This is a guest blog by James Moulding. If you would like to write for us, get in touch at email@example.com
Yesterday, I attended a #FlashHacks event by OpenCorporates at Hub Kings Cross. #FLASHHACKS are mini-hacks organised by OpenCorporates for coders and non-coders who want to liberate corporate data for a better world.
At #FLASHHACKS, Taras Fedirko, an anthropologist from Durham University researching campaigns involved in greater corporate transparency, and myself, an organiser for Cybersalon, a think-tank on issues in network cultures, came to learn a bit more about working with and visualising data.
Starting off, we were introduced to Kibana, a data visualisation software and worked off of various saved queries. Working from OpenCorporates expansive datasets of corporate data, some 85 million companies, we explored data from companies set up between 1900 and 2014. We began by differentiating the results by types of economic activity (SIC codes – using the ‘sic_division_titles’ query) and discriminated the data further by companies that had dissolved (utilising ‘current_status’ query) in this period.

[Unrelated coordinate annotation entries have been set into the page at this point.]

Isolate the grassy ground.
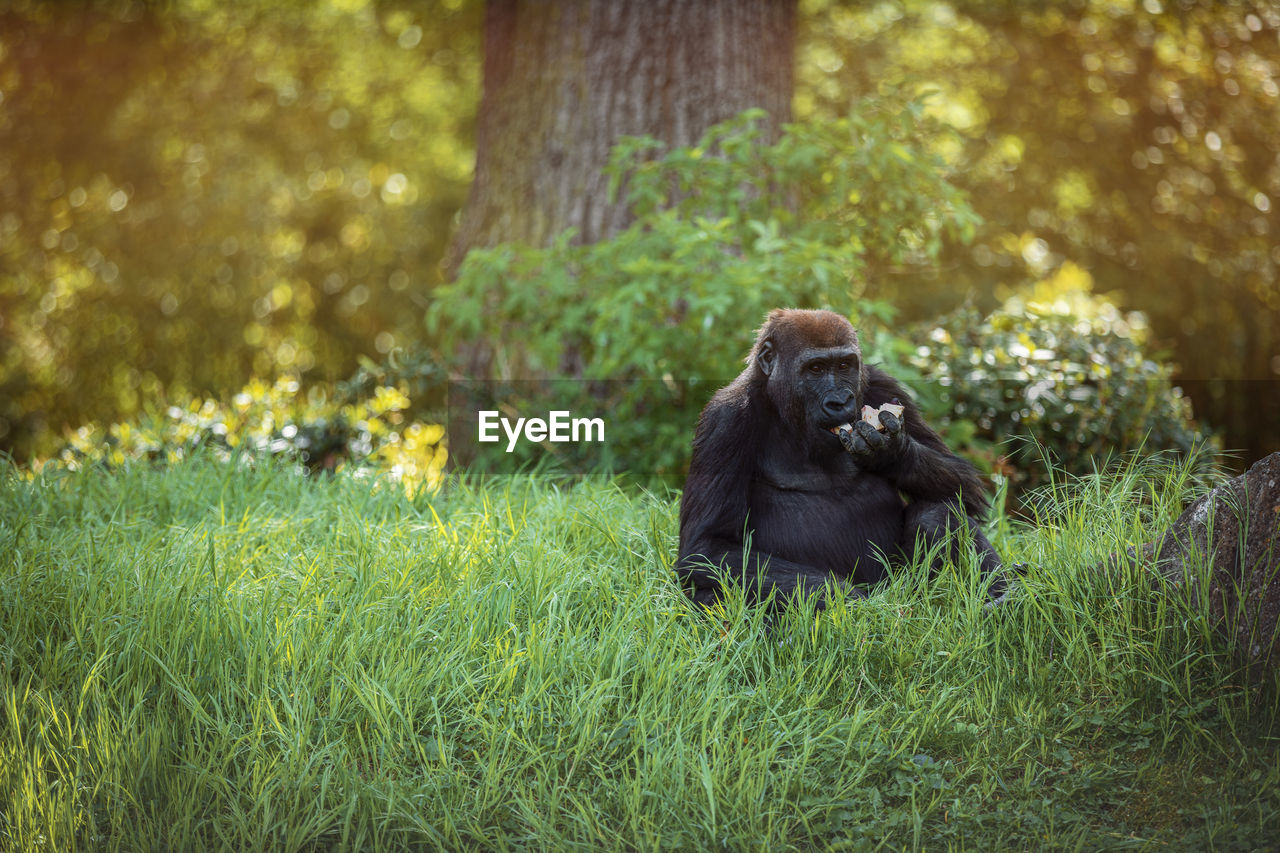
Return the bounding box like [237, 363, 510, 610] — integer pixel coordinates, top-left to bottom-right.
[0, 462, 1280, 850]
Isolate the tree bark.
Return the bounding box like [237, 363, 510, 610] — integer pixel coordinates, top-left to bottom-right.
[444, 0, 796, 278]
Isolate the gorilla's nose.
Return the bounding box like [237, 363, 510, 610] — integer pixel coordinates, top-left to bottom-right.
[822, 393, 854, 415]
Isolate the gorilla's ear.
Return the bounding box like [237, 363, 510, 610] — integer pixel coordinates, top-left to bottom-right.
[755, 339, 778, 377]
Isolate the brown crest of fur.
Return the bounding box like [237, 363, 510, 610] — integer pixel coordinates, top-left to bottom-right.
[751, 309, 858, 359]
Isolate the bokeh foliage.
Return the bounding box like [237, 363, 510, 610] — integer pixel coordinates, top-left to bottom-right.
[796, 0, 1280, 456]
[0, 0, 480, 456]
[0, 0, 1280, 466]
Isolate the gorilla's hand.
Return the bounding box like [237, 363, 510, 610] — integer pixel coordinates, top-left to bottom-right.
[840, 411, 911, 471]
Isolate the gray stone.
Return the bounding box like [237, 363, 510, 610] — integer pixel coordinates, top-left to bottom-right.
[1129, 453, 1280, 669]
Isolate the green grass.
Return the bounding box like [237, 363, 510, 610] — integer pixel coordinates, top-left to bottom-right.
[0, 461, 1280, 850]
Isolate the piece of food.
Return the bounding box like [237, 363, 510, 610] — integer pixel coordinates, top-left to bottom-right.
[863, 403, 905, 433]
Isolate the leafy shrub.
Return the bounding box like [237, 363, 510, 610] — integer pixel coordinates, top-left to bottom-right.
[428, 100, 975, 474]
[905, 264, 1211, 485]
[56, 362, 447, 489]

We played with a range of parameters in an attempt to make the data meaningful with increasingly precise categorisation. Attempting to display more recent data, particularly around the recent economic recession, we tried to display the top 15 postcodes by the frequency of businesses dissolved. However, in some cases the database could not discriminate between the first and second parts of a postcode. Despite this, it was interesting to see Greater London postcodes figured quite prominently in this data.
Continuing to mess around with the data, we set out to compare the aggregate number of dissolutions in the IT sector between both Tony Blair and David Cameron’s periods of office. We abandoned this as the IT sector is distributed across several SIC codes and Kibana was not able to run the query.
Finally, we decided to compare the frequency of dissolutions across the top 10 economic sectors which had experienced the most business closures – between Tony Blair’s and David Cameron’s periods of office. We attempted to export the .CSV files to then visualise the data more constructively on an external spreadsheet, because Kibana cannot show percentages on the charts. We noticed the export button on Kibana didn’t work and discovered it didn’t have a link attached to it. It might have been a bug in the Kibana software so we have reported it.
Instead, we copied the figures ourselves to a Google Spreadsheet and visualised it.
There are problems associated with the ways in which we relied upon SIC codes to discriminate the data, in that many businesses do not accurately list their organisations SIC code – lots of new businesses select ‘Other Businesses Activities’ leading to this bloated representation.
Lots of fun and we’ll definitely back for another #Flashhacks event!
James is a politics graduate of the University of Westminster. He is developing an educational boardgame and app, Imperialism in Space, and is working on building a startup, OpenBar. James is currently an Event Coordinator for Cybersalon, and also spends his time working on supporting the Institute of Applied Social Innovation. He has helped develop e-learning research at the University of Westminster and was Assistant Conference Director of Wikimania 2014. James is also a proud player of Class Wargames.